Arkansas small ball exploits also key in 4-3 Super Regional win over Tennessee

By Dudley E. Dawson
on 2025-06-07 21:51 PM

BY DUDLEY E. DAWSON

FAYETTEVILLE – There is no doubt that Ryder Helfrick’s two-run homer that gave Arkansas the lead over Tennessee for good in the fifth inning Saturday was a key blast.

But there were also some small ball offensive contributions that were key in the Razorbacks’ 4-3 opening game Super Regional win over the Vols.

Cam Kozeal’s daring second inning, two-out dash from third to home on a wild pitch, Logan Maxwell’s walk before Helfrick’s homer and Charles Davalan’s bloop RBI single all helped win the Super Regional contest.

Those all helped put the Razorbacks (47-13) one win over Tennessee (47-17) away from a College World Series berth that it can clinch Sunday at 2 p.m. or Monday if necessary.

Arkansas will start Gage Wood on th mound while Tennessee will counter with ace Liam Doyle.

“I think it’s the same thing,” Helfrick said. “I think every day you try to go out and win, so it doesn’t matter if we’re up one or down one. I think we just go out and compete our best and try to win the game.”

Arkansas had three hits and four baserunners in the first two innings, but only Kozeal crossed the plate.

Razorback head coach Dave Van Horn had no problem with Kozeal taking a chance.

“Even if he would have been out, I wouldn’t have been upset with him if it would have been bang bang because he made a commitment to do it and he did,” Van Horn said. He did a great job.”

Van Horn could sense the frustration of the fans that the Razorbacks had not scored despite the traffic on the bases

“It was real big,” Van Horn said. “We knew everybody in the stands was thinking the same thing. We left a lot of runners out there, we hit into a double play with the bases loaded, we hit a double play in the first inning.”

That run as standing up because Arkansas starting pitcher Zach Root did not allow a hit into the fifth inning, but an error and Dean Curley’s home run broke up the no-hitter and put Tennessee up 2-1.

“It looks good when you see that they’ve got no hits and we’ve got, what, six or seven at the time.

“But we only had a one-run lead and that was because Cam Kozeal made a great read and scored a run for us there.

“Usually it comes back to bite you, I feel real fortunate that we scored enough runs and that our pitchers did the job they did.” 

Root (8-5) went seven innings while allowing the one hit and Gabe Gackle finished up the final two inning for the save.

Tennessee starting pitcher Marcus Phillips had given up just the one run until he walked Maxwell with two outs in the fifth.

Helfrick then hit the next pitch 312 feet, just clearing the left field wall and giving the Razorbacks a 3-2 advantage.

It was Helfrick’s sixth home run in this last seventh game, but the one of least distance.

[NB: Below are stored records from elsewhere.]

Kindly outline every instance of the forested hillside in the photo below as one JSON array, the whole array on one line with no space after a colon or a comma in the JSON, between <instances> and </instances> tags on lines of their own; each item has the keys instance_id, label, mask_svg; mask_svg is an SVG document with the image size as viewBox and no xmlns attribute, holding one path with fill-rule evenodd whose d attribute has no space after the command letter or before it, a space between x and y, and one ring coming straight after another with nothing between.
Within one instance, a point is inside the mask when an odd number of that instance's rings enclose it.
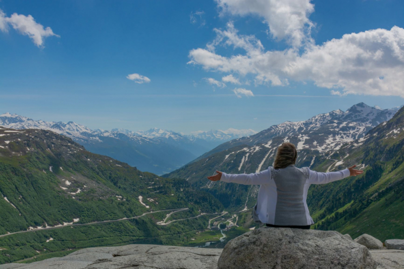
<instances>
[{"instance_id":1,"label":"forested hillside","mask_svg":"<svg viewBox=\"0 0 404 269\"><path fill-rule=\"evenodd\" d=\"M223 209L212 195L195 190L185 180L143 173L87 151L70 138L38 130L0 128L0 235L0 235L0 263L39 253L129 243L147 238L149 242L178 244L184 241L181 235L202 229L208 217L174 223L168 229L156 223L169 212L157 211L188 208L181 213L187 218ZM97 227L68 226L131 218L145 212L152 213ZM104 229L99 228L102 225ZM63 226L68 227L40 230ZM178 234L176 242L162 238Z\"/></svg>"}]
</instances>

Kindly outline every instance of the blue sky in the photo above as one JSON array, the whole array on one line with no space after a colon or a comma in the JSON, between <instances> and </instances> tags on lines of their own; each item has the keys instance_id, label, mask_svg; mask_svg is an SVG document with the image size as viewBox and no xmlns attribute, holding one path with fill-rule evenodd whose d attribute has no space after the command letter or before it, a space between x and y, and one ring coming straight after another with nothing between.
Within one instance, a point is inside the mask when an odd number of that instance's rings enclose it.
<instances>
[{"instance_id":1,"label":"blue sky","mask_svg":"<svg viewBox=\"0 0 404 269\"><path fill-rule=\"evenodd\" d=\"M401 0L2 0L0 10L1 113L189 133L404 104Z\"/></svg>"}]
</instances>

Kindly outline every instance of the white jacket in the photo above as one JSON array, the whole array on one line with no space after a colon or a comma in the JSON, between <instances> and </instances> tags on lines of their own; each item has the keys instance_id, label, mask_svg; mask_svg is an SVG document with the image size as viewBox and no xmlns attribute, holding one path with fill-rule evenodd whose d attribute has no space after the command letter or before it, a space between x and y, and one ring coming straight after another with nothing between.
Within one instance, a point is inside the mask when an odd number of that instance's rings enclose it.
<instances>
[{"instance_id":1,"label":"white jacket","mask_svg":"<svg viewBox=\"0 0 404 269\"><path fill-rule=\"evenodd\" d=\"M310 225L314 224L306 203L311 184L324 184L348 177L348 169L320 173L308 167L291 165L274 169L272 167L255 174L223 173L221 181L244 185L260 185L253 216L256 222L274 225Z\"/></svg>"}]
</instances>

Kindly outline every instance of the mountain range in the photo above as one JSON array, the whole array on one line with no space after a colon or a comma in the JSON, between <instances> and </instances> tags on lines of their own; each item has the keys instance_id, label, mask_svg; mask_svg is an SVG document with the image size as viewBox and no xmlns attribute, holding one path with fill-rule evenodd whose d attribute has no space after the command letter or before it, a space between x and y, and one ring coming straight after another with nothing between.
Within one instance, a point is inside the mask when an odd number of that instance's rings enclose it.
<instances>
[{"instance_id":1,"label":"mountain range","mask_svg":"<svg viewBox=\"0 0 404 269\"><path fill-rule=\"evenodd\" d=\"M157 128L138 132L122 129L93 130L73 122L34 121L10 113L0 115L0 126L52 131L70 137L91 152L158 175L179 168L224 141L254 133L252 130L236 129L229 129L227 134L211 130L194 135ZM217 135L214 137L206 134L210 133Z\"/></svg>"},{"instance_id":2,"label":"mountain range","mask_svg":"<svg viewBox=\"0 0 404 269\"><path fill-rule=\"evenodd\" d=\"M318 222L316 227L346 229L350 233L359 234L366 229L352 231L351 227L346 228L342 221L333 219L333 216L339 213L337 212L347 210L351 205L352 208L357 208L352 209L354 211L350 213L349 220L353 219L367 208L357 207L356 203L361 202L358 197L366 201L375 192L382 192L390 183L404 178L404 171L400 170L404 160L400 153L404 144L400 134L402 129L394 127L404 122L403 109L381 110L360 103L344 112L334 111L304 122L288 122L271 126L248 138L224 143L194 162L164 176L186 179L195 187L212 194L226 210L246 211L255 204L259 186L211 182L207 177L216 170L239 174L266 169L272 165L276 148L283 142L290 141L297 146L296 165L298 167L309 167L319 172L329 172L357 164L359 169L365 169L363 176L312 187L308 196L312 216L315 222ZM379 136L380 131L376 131L378 129L383 130L383 134L389 134L388 139ZM377 147L374 144L371 147L369 141L383 146ZM368 160L369 158L372 162ZM378 165L376 160L381 164ZM396 175L394 179L391 178L390 172ZM349 183L354 184L352 186L349 187ZM380 188L376 191L372 184L379 184ZM389 191L392 190L391 188ZM331 199L333 195L335 197ZM347 197L342 199L340 196L344 195ZM366 204L368 206L371 204L370 201ZM402 219L404 214L398 217ZM378 225L375 227L380 227Z\"/></svg>"},{"instance_id":3,"label":"mountain range","mask_svg":"<svg viewBox=\"0 0 404 269\"><path fill-rule=\"evenodd\" d=\"M13 117L8 118L12 124ZM364 170L357 177L309 188L315 229L352 237L367 233L382 241L404 237L404 108L381 110L360 103L345 112L272 126L226 142L218 147L225 149L216 148L163 177L88 151L65 134L88 134L84 127L58 126L52 131L0 127L0 263L98 246L193 246L195 238L217 241L220 232L207 231L207 224L222 216L223 222L233 219L226 235L228 240L233 238L255 227L251 210L259 186L213 182L206 177L216 170L262 171L271 165L276 147L288 140L298 145L297 167L326 172L356 164ZM53 131L58 128L64 135ZM135 136L125 130L111 131L118 138L108 131L92 132L93 137L87 135L92 140L98 133L116 141L125 141L120 135ZM164 131L150 132L170 138ZM340 134L344 132L345 136ZM145 139L142 143L156 139L139 137ZM174 217L160 211L166 209L180 211Z\"/></svg>"}]
</instances>

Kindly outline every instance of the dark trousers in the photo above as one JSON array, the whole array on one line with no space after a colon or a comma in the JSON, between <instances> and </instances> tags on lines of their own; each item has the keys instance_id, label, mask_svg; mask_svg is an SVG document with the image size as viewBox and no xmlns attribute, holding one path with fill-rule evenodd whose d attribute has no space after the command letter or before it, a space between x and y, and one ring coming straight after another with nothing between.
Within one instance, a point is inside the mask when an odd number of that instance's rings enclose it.
<instances>
[{"instance_id":1,"label":"dark trousers","mask_svg":"<svg viewBox=\"0 0 404 269\"><path fill-rule=\"evenodd\" d=\"M267 227L274 227L275 228L296 228L307 230L310 229L310 225L273 225L268 223L266 224L266 225Z\"/></svg>"}]
</instances>

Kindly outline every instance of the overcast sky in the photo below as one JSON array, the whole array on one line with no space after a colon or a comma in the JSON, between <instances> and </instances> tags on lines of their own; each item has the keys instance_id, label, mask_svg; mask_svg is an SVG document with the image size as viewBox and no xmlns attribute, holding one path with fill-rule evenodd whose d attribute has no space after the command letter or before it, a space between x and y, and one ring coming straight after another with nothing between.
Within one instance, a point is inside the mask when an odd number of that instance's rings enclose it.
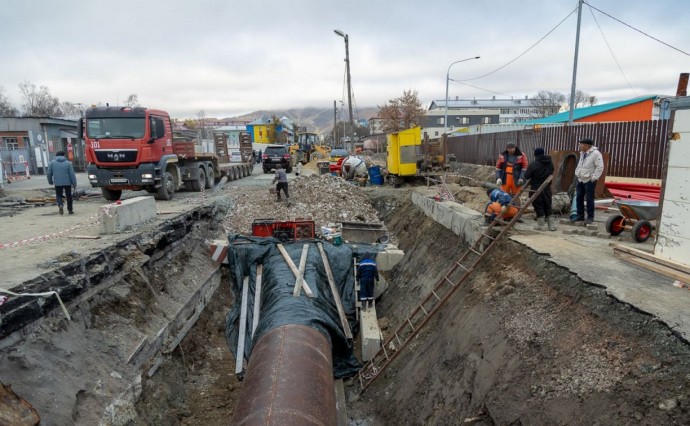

“Hitting it over there and sneaking out barely,” Helfrick said. “Today (bat speed) was hit 84 (mph). It shouldn’t have gone out, but it did. It all counts the same, I’d say.”

Arkansas then added and insurance run in the sixth when Tennessee head coach Tony Vitello used four different pitchers against four Razorback hitters.

That rally began when Brent Iredale and Reese Robinett delivered back-to-back, one-out singles.

But they were still at first and second with two outs when Davalan blooped a single into left field on the first pitch he saw to make it 4-2.

It stayed that way until the ninth when Tennessee’s Andrew Fischer hit a one-out solo homer in the ninth to cut it to 4-3.